Но курок поплелся к месту, где обычно строилась группа больных, он так и не воспользовался возможностью посетить санчасть, а еще через три дня, когда спала опухоль, натянул сапоги. Наверное, что-то стимулирующее и жизнестойкое было в разрушительных порывах Мазуренко. Он балансировал на грани перехода в звериную плоскость, которая, кажется, была ближе его буйной натуре; он ненавидел, взрывался от самого вида человеческого несовершенства, болезненности или мягкотелости. Алексей в какой-то момент осознан, что этот железный солдат в универсальном панцире из собственных мышц, уже хлебнув настоящей войны, очень серьезно готовился к ее продолжению, потому и не допускал в предвоенное пространство симптомы человеческого: сострадание, милосердие или просто жалость.
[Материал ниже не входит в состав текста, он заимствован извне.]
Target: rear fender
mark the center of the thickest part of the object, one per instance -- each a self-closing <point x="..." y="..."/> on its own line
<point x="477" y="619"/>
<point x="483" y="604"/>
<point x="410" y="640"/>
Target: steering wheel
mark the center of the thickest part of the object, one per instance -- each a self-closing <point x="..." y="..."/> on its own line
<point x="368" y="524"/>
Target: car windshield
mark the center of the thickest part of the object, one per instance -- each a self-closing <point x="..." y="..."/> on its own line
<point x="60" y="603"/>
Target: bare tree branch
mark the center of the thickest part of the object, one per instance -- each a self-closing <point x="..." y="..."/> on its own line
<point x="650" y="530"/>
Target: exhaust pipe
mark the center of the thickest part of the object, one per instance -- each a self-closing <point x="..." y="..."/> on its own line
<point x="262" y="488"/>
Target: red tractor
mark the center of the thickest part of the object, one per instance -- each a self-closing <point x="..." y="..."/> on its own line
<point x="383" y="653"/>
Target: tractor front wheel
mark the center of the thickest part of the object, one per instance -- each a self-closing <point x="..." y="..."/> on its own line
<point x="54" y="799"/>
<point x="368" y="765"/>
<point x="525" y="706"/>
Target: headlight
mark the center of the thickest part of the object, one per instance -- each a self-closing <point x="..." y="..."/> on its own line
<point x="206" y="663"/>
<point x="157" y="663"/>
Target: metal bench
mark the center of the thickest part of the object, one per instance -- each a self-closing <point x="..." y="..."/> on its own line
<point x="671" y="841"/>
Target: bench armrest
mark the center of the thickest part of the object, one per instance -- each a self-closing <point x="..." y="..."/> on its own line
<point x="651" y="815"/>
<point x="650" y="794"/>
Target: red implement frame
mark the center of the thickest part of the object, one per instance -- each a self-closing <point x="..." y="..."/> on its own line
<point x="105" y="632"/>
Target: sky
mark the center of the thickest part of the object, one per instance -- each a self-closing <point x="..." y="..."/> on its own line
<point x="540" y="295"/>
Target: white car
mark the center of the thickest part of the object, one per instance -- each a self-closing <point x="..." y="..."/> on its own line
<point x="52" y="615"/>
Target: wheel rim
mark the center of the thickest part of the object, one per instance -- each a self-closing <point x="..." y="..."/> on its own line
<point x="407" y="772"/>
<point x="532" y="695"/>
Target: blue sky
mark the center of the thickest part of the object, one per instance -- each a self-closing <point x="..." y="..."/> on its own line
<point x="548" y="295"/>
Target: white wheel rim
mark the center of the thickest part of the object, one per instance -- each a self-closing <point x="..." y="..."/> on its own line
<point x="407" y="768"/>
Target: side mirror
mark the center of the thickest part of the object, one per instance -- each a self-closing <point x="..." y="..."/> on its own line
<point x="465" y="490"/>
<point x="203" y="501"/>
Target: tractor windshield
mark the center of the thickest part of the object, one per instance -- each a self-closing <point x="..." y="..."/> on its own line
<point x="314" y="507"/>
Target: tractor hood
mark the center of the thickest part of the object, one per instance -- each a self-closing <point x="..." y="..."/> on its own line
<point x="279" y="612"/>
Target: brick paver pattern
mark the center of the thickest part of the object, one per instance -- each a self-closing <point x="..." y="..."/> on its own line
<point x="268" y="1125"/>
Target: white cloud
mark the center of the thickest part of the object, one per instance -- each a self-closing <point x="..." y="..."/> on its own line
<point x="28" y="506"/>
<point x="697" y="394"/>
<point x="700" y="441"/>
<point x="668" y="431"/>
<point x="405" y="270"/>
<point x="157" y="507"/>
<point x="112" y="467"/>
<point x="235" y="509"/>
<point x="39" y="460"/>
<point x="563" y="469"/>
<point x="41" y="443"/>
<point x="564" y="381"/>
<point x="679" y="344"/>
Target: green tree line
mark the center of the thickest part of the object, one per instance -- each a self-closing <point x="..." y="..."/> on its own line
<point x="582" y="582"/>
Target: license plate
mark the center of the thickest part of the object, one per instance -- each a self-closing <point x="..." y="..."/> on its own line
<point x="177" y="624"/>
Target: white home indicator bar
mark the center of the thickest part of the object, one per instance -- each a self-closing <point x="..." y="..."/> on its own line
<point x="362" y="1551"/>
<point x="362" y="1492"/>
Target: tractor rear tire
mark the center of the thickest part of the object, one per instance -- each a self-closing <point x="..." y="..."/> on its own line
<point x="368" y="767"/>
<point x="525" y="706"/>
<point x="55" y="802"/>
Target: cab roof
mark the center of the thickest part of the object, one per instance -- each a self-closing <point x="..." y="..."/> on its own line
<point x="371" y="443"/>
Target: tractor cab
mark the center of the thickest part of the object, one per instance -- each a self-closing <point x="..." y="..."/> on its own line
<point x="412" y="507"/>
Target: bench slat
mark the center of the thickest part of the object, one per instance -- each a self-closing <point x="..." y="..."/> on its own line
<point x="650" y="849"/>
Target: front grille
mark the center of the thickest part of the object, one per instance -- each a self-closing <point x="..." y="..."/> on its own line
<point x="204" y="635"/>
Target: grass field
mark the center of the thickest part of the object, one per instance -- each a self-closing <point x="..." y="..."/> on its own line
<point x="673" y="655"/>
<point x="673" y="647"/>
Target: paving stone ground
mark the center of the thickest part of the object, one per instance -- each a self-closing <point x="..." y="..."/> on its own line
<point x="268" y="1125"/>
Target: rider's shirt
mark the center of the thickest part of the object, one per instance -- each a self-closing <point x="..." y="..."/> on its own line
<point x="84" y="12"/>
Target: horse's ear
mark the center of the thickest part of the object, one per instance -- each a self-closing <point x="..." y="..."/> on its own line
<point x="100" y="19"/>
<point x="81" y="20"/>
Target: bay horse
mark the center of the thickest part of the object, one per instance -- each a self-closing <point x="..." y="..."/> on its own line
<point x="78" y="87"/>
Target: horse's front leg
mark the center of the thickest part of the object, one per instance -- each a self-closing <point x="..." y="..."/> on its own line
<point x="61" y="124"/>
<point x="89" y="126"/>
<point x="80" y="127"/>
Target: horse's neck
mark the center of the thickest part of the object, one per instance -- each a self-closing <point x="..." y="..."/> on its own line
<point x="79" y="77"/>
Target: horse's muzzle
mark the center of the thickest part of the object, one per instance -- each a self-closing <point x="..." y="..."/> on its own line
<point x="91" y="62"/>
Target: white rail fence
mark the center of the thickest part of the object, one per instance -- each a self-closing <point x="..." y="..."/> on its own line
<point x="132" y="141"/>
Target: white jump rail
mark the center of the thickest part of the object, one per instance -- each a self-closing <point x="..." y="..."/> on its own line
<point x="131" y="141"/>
Война была его стихией, и он хотел, чтобы те, кто всей душой и со всей силой страсти не жаждет войны так, как он, ушли, отсеялись, исчезли. Пусть останутся только те, кто объят огнем вечного сражения, кто не видит себя иначе чем в бою. И в своем внезапно возникающем бешенстве, в волнах необъяснимой, изумляющей свирепости и непримиримости к малейшему проявлению слабости Шура Мазуренко был особенно страшен. И невооруженным взглядом легко было увидеть, как вирус стремления к уничтожению бушевал, клокотал, развивался внутри него. И еще страшнее было то, что он распространял инфекцию даже не будущей войны, а запаха бойни вокруг себя, как будто кормил всех окружающих сырым мясом, порождая запах крови и возвращения к животному состоянию всеобщей враждебности.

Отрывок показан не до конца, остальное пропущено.